The idea is then that we stay at 0th order in our moral life, and make judgments without thinking about major theoretical considerations. But in certain cases—for example, when in doubt—we may have to take the step up to 1st order. The story is the same when it comes to the relationship between 1st and 2nd order. For the most part, it is sufficient to stop at 1st order. But in some cases it may be necessary to take the step up to 2nd order. It may be, for example, that I give utilitarianism a credence of 0.6 and deontology a credence of 0.4. That is, I am reasonably sure that it is not wrong to kill one to save two. But if deontology is true, it is really wrong to kill one. This may then cast doubt on whether I should follow utilitarianism, and in such a case it is necessary to take the step up to 2nd order. And so on, of course, for higher orders.
There is a risk that your considerations at one order will undermine all your previous considerations at lower orders. For example, it may be that I am quite sure of utilitarianism at 1st order, but that at 2nd order I become convinced of “maximize expected choice-worthiness,” (MEC).3 Since I have a positive credence in theory a (e.g. absolutist Kantianism ), which gives the act of lying a choice-worthiness of -∞, this means that my actions involving lies are dominated by it. So even though, before considering the second order, I was pretty sure that I must lie when some Nazis ask if I have Jews in my attic, this view has been undermined by higher-order considerations.

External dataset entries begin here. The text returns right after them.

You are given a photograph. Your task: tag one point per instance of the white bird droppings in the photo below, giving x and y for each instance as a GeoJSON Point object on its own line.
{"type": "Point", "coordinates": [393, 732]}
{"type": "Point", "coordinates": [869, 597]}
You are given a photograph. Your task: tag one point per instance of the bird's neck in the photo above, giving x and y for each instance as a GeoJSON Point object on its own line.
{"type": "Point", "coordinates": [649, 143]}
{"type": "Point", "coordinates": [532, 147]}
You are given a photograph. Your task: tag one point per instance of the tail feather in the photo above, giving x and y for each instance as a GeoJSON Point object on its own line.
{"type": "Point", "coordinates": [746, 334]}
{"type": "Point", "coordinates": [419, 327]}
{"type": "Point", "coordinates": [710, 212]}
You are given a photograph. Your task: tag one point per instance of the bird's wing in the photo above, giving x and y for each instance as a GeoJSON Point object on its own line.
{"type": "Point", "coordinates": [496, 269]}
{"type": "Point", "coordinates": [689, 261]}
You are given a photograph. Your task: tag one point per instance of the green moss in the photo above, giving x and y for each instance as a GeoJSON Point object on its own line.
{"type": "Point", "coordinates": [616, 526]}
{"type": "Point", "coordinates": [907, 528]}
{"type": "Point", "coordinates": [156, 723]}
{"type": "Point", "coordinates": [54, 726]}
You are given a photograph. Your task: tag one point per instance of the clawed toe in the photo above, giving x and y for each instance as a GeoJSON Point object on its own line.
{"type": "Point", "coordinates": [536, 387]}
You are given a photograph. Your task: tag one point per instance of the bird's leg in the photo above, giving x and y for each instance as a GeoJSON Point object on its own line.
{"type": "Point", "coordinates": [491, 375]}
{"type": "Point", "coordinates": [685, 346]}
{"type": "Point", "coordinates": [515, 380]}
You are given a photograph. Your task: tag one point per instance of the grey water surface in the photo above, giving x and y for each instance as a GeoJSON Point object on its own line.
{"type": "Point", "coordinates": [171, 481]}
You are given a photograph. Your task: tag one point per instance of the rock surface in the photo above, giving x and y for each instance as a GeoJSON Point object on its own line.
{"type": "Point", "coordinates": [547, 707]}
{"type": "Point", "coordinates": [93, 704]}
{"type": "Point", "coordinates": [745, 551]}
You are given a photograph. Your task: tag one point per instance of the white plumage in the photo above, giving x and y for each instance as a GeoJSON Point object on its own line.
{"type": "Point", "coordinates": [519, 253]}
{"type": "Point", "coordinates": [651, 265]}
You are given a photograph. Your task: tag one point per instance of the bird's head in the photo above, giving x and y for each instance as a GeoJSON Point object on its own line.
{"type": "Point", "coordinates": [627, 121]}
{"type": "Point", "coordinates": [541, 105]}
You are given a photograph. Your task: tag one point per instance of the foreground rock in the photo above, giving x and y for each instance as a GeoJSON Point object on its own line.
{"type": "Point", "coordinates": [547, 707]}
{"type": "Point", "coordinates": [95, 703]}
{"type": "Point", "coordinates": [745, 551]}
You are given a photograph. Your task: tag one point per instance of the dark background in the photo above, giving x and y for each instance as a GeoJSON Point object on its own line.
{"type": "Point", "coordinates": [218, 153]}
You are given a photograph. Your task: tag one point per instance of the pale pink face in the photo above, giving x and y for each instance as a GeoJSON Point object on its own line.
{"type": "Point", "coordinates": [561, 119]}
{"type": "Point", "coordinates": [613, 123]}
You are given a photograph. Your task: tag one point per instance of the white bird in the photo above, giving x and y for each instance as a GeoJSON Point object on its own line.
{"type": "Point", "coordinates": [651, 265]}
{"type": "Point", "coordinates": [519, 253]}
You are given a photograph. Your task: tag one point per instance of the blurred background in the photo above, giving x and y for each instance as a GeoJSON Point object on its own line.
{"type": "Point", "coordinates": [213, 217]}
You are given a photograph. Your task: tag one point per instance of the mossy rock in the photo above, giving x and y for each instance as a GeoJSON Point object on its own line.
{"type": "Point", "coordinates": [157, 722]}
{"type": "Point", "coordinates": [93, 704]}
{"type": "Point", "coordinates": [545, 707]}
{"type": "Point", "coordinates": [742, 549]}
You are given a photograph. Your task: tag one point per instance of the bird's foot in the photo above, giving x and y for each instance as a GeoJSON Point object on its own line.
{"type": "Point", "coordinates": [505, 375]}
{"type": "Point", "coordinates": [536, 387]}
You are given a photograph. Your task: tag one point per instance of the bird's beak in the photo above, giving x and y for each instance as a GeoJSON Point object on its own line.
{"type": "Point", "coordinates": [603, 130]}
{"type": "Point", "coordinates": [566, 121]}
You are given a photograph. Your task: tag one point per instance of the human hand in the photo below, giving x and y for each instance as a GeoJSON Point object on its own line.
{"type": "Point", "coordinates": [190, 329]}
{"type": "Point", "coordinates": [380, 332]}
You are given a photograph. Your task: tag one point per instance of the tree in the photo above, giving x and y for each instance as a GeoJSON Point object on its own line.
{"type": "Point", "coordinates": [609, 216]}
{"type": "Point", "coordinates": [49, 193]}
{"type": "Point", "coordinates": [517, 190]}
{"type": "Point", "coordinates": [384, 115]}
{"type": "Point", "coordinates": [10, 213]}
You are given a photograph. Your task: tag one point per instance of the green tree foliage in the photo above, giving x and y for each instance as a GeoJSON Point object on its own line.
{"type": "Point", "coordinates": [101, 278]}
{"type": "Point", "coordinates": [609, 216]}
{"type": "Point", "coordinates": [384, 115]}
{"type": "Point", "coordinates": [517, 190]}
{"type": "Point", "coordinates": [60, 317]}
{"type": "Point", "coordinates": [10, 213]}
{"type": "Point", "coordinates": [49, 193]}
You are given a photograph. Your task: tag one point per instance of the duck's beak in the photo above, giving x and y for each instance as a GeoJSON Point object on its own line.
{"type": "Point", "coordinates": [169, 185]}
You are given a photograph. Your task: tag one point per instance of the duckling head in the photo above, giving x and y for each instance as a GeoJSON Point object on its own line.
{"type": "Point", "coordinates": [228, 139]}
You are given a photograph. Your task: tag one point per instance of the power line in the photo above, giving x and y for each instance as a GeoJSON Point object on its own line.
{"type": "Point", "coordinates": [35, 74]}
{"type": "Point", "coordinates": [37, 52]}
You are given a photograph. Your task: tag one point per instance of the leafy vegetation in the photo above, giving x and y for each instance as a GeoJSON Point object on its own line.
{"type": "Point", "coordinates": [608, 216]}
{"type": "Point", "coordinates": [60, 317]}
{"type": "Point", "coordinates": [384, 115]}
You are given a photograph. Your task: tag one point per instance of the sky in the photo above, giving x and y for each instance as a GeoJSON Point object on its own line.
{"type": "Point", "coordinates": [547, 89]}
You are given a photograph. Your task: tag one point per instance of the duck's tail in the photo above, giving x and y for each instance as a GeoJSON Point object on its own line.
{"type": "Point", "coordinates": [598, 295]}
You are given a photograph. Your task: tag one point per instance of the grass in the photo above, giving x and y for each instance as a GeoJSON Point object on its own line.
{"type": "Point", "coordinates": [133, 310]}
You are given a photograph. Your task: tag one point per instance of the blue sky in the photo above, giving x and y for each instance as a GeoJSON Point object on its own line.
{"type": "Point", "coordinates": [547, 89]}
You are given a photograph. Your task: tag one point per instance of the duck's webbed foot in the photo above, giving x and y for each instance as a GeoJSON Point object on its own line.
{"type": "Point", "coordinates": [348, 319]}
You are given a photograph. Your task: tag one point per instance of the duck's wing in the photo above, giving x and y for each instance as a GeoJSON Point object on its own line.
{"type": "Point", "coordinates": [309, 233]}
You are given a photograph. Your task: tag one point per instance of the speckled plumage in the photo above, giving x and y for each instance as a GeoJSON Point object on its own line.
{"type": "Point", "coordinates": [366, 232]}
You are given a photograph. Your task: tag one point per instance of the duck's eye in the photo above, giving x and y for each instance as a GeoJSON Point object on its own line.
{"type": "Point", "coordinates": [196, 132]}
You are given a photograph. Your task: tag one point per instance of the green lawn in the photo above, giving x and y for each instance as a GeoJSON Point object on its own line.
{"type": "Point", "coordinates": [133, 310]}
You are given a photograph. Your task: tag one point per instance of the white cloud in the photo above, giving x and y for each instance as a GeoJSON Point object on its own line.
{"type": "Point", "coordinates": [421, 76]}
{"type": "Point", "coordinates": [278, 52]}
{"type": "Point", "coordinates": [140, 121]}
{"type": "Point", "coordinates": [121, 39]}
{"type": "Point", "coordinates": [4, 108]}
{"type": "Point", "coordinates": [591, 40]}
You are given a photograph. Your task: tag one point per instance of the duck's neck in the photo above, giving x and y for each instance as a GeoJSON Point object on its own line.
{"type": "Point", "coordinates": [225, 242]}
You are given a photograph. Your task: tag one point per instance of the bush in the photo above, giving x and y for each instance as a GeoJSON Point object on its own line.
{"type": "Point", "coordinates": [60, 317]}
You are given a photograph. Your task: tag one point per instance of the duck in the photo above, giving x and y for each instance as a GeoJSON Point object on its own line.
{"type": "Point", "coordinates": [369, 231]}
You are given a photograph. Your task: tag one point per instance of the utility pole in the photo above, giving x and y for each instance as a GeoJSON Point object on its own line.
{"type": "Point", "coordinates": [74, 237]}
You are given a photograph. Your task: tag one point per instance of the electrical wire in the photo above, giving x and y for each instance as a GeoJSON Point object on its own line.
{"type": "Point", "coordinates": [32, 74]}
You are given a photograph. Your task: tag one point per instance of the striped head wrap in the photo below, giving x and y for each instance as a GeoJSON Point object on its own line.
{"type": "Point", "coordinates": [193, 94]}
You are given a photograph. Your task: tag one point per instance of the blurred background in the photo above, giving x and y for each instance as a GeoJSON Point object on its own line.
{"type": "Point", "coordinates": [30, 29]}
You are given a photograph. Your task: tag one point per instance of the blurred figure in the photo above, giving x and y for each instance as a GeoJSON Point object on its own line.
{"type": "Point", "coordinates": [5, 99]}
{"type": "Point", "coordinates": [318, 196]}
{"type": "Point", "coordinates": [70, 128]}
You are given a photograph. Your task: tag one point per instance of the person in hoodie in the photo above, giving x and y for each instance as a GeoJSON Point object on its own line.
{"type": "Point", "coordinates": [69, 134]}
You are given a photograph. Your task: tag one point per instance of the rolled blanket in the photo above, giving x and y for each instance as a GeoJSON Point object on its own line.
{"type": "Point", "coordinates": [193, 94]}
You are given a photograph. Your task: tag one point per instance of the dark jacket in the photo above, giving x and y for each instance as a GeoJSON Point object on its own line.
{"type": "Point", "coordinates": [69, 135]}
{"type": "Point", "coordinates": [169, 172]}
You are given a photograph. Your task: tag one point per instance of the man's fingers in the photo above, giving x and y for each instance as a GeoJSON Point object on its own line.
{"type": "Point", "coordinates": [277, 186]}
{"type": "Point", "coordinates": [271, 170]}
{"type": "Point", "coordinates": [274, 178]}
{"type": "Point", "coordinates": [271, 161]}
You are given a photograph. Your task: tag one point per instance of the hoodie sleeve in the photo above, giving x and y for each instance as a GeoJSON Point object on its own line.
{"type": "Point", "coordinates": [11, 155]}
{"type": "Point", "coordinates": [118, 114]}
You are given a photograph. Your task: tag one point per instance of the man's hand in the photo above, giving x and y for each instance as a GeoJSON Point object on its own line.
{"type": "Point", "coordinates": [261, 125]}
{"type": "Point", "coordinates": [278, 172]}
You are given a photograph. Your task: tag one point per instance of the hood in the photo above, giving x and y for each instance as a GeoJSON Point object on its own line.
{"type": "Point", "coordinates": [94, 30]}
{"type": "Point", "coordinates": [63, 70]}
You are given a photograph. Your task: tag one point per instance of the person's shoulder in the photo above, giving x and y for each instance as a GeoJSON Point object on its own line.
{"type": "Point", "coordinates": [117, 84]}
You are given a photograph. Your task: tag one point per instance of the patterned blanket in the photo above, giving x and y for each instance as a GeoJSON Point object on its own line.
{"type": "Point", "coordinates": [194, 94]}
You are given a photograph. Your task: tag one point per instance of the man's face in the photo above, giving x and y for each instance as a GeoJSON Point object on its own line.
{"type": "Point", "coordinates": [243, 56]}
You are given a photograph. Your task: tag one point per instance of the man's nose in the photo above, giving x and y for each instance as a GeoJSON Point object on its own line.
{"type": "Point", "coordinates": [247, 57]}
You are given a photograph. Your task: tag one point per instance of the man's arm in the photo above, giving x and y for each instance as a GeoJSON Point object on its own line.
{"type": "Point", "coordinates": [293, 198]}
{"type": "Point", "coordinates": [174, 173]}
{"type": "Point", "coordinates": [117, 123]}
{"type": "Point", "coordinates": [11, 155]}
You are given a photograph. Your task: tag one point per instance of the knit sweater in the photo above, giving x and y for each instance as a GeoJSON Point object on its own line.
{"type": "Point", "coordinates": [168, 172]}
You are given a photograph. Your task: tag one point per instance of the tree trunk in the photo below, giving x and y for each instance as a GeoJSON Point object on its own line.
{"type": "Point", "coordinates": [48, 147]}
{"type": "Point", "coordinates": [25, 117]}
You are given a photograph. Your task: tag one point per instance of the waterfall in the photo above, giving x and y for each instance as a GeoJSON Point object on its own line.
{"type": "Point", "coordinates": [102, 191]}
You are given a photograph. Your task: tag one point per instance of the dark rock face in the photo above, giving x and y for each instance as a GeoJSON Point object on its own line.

But this doesn’t mean that we have to suspend all judgments until we have examined the entire infinite regress—which leads to all the problems we have considered so far. Instead, we assume that our 0th-order judgments are correct until 1st-order theories undermine them; that we should act on our 1st-order theory until 2nd-order theories undermine it; and so on. All this starts with 0th-order judgments, and these are allowed to remain until we—in the light of higher-order considerations that themselves are grounded in 0th-order judgments—have reason to revise them.
You Might Also Like:
This is not strictly the theory Gustafsson and Torpman give in the article, but it captures the spirit.
By a 1st-order theory I mean here a normative-ethical theory combined with a decision theory (to the extent that the decision theory has an impact on what you should do morally). So utilitarianism+expected value theory would count as one 1st-order theory, and utilitarianism+risk aversion would count as another.
MEC says that I should always take the action that has the highest expected CW. CW is the value a theory gives to an action. So MEC says that if 1st order theory a gives action h CW of 10, and theory b gives h CW of -10, and I give a and b credences of 0.9 and 0.1 respectively, then the total expected CW of h is 8.